As Netflix Inc. (NFLX) reportedly nears a deal with former president Barack Obama to create a high-profile new show, some analysts are questioning how long the company can keep spending so freely on content.
The ex-POTUS and his wife Michelle Obama are in "advanced" talks to produce a series of inspirational programs for the streaming video giant, The New York Times reported late Thursday.
The potential deal is the latest in a series of large investments in original content by the company, and comes on the heels of the company's Oscar win for the documentary "Icarus" and this year's premiere of David Letterman's new series "My Next Guest Needs No Introduction," which also featured Obama. Last fall, Netflix said it expects to spend between $7 billion and $8 billion on content in 2018.
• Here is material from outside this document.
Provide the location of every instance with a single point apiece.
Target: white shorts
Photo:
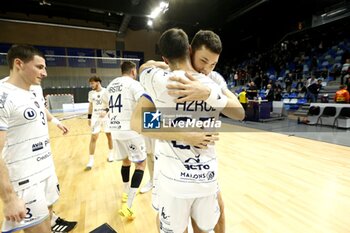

However, the company is not yet profitable and is burning through cash at a rapid rate, Wedbush analyst Michael Pachter told TheStreet, adding that Netflix should instead focus on investing in "low-cost, long-lived original content" like the Stranger Things series that will be more profitable in the long run.
"I don't see how Netflix can get to a steady state of content and keep growing," said Pachter, a longtime Netflix bear.
GBH Insights analyst Daniel Ives wrote Friday that the Obama deal would be a "home run" for the company and could help Netflix recruit other high profile projects such as major films and long-term content agreements over the next year or so.
"While the landscape for original content has become increasingly competitive with new entrants entering the market by the day (Disney/Fox remains a clear competitive worry), we believe Netflix remains in a unique position of strength to grow its content and distribution tentacles over the next 12 to 18 months," Ives wrote.
Netflix shares were up 2.6% to $325.10 in early morning trading on Friday. Since the beginning of this year, the stock is up more than 67%.